出演者の犬飼淳治さんも津村知与支さんも舞台でよく拝見する俳優で、演技が達者であることは織り込み済みでした。お二人がいつもより魅力的に見えたのは、女性であるニシオカ・ト・ニールさんが男性像を俯瞰して描いてくださったからではないかと思います。熱さも冷静さも、かっこよく見えるところで止めると、ナルシスティックになって鼻に付くものです。弱さ、愚かしさを過剰と言えるほどにさらけ出す演出に、俳優が本気で応えたから、性別を超えて人間の地力が溢れ出たのではないでしょうか。現代口語の会話劇に演劇的な大仕掛けも用意されていて、お芝居ならではの楽しみを味わえました。
満足度★
残念ながら、俳優二人の安定感以外は全くいいと思えなかった。
暗闇の中で「シュッ」「ピシッ」「ハアハア」と音が聞こえてきて、競馬の場面がはじまるのかと思いきや中年男性二人が縄跳びをしている、という冒頭は意外性があったが、そこから「どうしてこうなったんだっけ」と回想がはじまるにも関わらず、結局のところ縄跳びにも回想構造にもほとんど意味がないという構成は大きなマイナス。

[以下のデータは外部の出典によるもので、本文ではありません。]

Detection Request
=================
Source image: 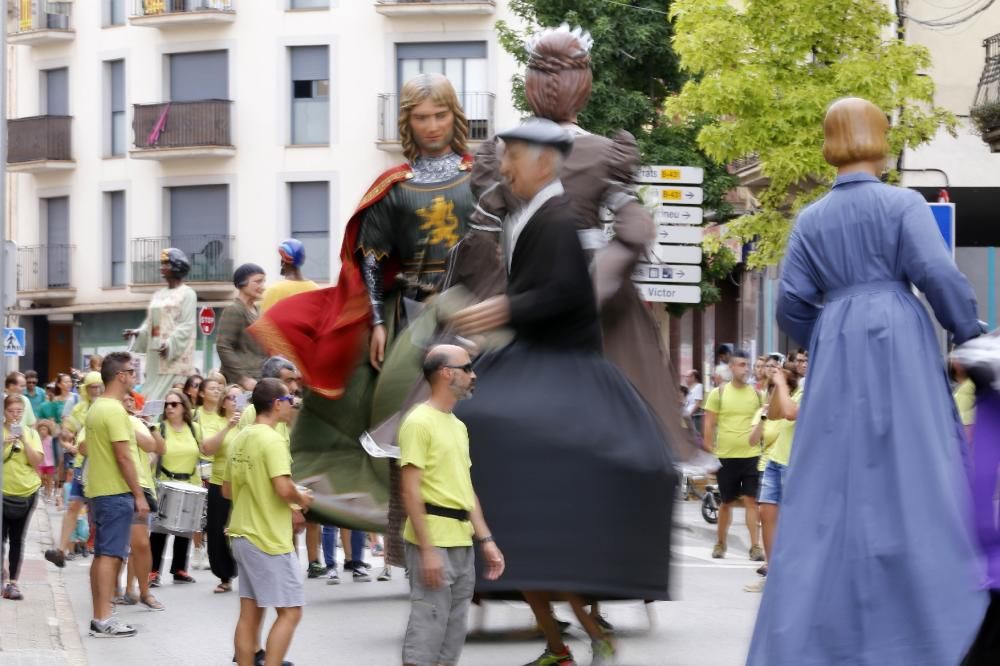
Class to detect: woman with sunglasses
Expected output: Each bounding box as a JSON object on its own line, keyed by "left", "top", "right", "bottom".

{"left": 183, "top": 375, "right": 204, "bottom": 416}
{"left": 201, "top": 384, "right": 243, "bottom": 593}
{"left": 190, "top": 373, "right": 224, "bottom": 570}
{"left": 2, "top": 395, "right": 44, "bottom": 600}
{"left": 148, "top": 389, "right": 203, "bottom": 586}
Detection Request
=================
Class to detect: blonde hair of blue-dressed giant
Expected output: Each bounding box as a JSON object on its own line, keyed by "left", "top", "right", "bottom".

{"left": 822, "top": 97, "right": 890, "bottom": 168}
{"left": 398, "top": 74, "right": 469, "bottom": 163}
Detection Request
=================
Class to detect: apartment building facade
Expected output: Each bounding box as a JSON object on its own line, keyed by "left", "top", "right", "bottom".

{"left": 5, "top": 0, "right": 521, "bottom": 377}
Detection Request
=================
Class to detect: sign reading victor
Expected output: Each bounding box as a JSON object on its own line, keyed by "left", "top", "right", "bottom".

{"left": 198, "top": 307, "right": 216, "bottom": 336}
{"left": 3, "top": 328, "right": 26, "bottom": 357}
{"left": 634, "top": 165, "right": 704, "bottom": 305}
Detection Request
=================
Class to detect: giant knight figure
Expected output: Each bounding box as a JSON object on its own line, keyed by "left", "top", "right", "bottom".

{"left": 251, "top": 74, "right": 474, "bottom": 563}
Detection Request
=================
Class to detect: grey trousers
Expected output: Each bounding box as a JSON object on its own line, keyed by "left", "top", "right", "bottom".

{"left": 402, "top": 542, "right": 476, "bottom": 666}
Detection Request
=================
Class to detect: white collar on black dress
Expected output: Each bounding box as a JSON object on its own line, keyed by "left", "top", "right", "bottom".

{"left": 506, "top": 179, "right": 565, "bottom": 270}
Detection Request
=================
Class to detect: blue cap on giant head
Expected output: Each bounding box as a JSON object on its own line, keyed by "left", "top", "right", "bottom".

{"left": 278, "top": 239, "right": 306, "bottom": 268}
{"left": 159, "top": 248, "right": 191, "bottom": 279}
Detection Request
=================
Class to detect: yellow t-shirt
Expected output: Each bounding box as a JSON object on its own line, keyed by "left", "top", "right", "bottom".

{"left": 83, "top": 397, "right": 135, "bottom": 499}
{"left": 756, "top": 409, "right": 783, "bottom": 472}
{"left": 399, "top": 404, "right": 475, "bottom": 548}
{"left": 210, "top": 427, "right": 239, "bottom": 486}
{"left": 73, "top": 428, "right": 86, "bottom": 469}
{"left": 769, "top": 388, "right": 803, "bottom": 467}
{"left": 3, "top": 427, "right": 43, "bottom": 497}
{"left": 197, "top": 409, "right": 227, "bottom": 463}
{"left": 128, "top": 416, "right": 155, "bottom": 494}
{"left": 704, "top": 383, "right": 764, "bottom": 459}
{"left": 260, "top": 279, "right": 320, "bottom": 314}
{"left": 157, "top": 421, "right": 203, "bottom": 485}
{"left": 224, "top": 424, "right": 294, "bottom": 555}
{"left": 954, "top": 379, "right": 975, "bottom": 427}
{"left": 239, "top": 405, "right": 290, "bottom": 446}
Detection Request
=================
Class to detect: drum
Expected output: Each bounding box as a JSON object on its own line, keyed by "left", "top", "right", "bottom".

{"left": 153, "top": 481, "right": 207, "bottom": 536}
{"left": 198, "top": 460, "right": 213, "bottom": 481}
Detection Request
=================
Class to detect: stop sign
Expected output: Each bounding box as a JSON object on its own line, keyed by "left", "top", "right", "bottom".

{"left": 199, "top": 307, "right": 216, "bottom": 335}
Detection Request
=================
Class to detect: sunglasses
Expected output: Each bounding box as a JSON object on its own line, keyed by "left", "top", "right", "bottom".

{"left": 164, "top": 401, "right": 183, "bottom": 408}
{"left": 276, "top": 395, "right": 295, "bottom": 404}
{"left": 445, "top": 363, "right": 473, "bottom": 374}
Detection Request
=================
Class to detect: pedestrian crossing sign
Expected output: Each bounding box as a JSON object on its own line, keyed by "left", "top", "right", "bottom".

{"left": 3, "top": 328, "right": 25, "bottom": 357}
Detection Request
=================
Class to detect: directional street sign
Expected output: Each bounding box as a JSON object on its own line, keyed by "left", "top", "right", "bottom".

{"left": 928, "top": 202, "right": 955, "bottom": 259}
{"left": 653, "top": 206, "right": 703, "bottom": 225}
{"left": 649, "top": 244, "right": 703, "bottom": 264}
{"left": 3, "top": 328, "right": 26, "bottom": 357}
{"left": 635, "top": 165, "right": 705, "bottom": 185}
{"left": 632, "top": 262, "right": 702, "bottom": 284}
{"left": 635, "top": 283, "right": 702, "bottom": 303}
{"left": 656, "top": 225, "right": 704, "bottom": 245}
{"left": 641, "top": 185, "right": 704, "bottom": 206}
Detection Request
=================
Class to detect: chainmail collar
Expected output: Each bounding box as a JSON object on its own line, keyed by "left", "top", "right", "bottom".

{"left": 410, "top": 152, "right": 463, "bottom": 184}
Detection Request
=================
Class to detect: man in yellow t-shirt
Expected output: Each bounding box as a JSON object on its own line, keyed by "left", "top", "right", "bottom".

{"left": 82, "top": 352, "right": 147, "bottom": 639}
{"left": 223, "top": 378, "right": 313, "bottom": 666}
{"left": 702, "top": 350, "right": 765, "bottom": 561}
{"left": 260, "top": 239, "right": 320, "bottom": 314}
{"left": 399, "top": 345, "right": 504, "bottom": 666}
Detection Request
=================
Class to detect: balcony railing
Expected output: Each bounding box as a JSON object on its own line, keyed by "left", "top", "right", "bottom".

{"left": 132, "top": 100, "right": 233, "bottom": 156}
{"left": 131, "top": 0, "right": 234, "bottom": 17}
{"left": 17, "top": 244, "right": 73, "bottom": 293}
{"left": 7, "top": 116, "right": 73, "bottom": 168}
{"left": 972, "top": 33, "right": 1000, "bottom": 152}
{"left": 377, "top": 92, "right": 495, "bottom": 144}
{"left": 375, "top": 0, "right": 496, "bottom": 15}
{"left": 130, "top": 235, "right": 235, "bottom": 285}
{"left": 8, "top": 0, "right": 74, "bottom": 43}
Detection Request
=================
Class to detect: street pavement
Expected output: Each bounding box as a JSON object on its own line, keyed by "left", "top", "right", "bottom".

{"left": 5, "top": 501, "right": 762, "bottom": 665}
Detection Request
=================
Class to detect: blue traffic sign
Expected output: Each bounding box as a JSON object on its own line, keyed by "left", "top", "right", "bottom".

{"left": 3, "top": 327, "right": 25, "bottom": 357}
{"left": 928, "top": 202, "right": 955, "bottom": 258}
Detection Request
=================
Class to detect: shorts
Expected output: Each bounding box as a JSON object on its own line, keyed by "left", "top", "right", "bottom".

{"left": 716, "top": 456, "right": 760, "bottom": 503}
{"left": 40, "top": 465, "right": 55, "bottom": 476}
{"left": 63, "top": 452, "right": 75, "bottom": 469}
{"left": 231, "top": 537, "right": 304, "bottom": 608}
{"left": 69, "top": 468, "right": 85, "bottom": 502}
{"left": 133, "top": 490, "right": 158, "bottom": 526}
{"left": 758, "top": 460, "right": 788, "bottom": 505}
{"left": 403, "top": 542, "right": 476, "bottom": 666}
{"left": 90, "top": 493, "right": 135, "bottom": 560}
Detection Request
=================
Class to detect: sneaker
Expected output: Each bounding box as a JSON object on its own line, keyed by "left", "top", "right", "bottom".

最終的に男二人がなぜ前向きになったのかもよくわからない。具体的な肉付けのない「ダメな男」は記号的で奥行きを欠く。
タイトルの「輓曳競馬」がテーマを説明するための言葉に過ぎず、しかもそれを作中で自ら説明してしまうのも巧くない。
制作面では、私の席からは(というか角度的にかなりの数の席でそうだったのではないかと思うのだが)位置の低い芝居がほとんど見切れていた点が残念。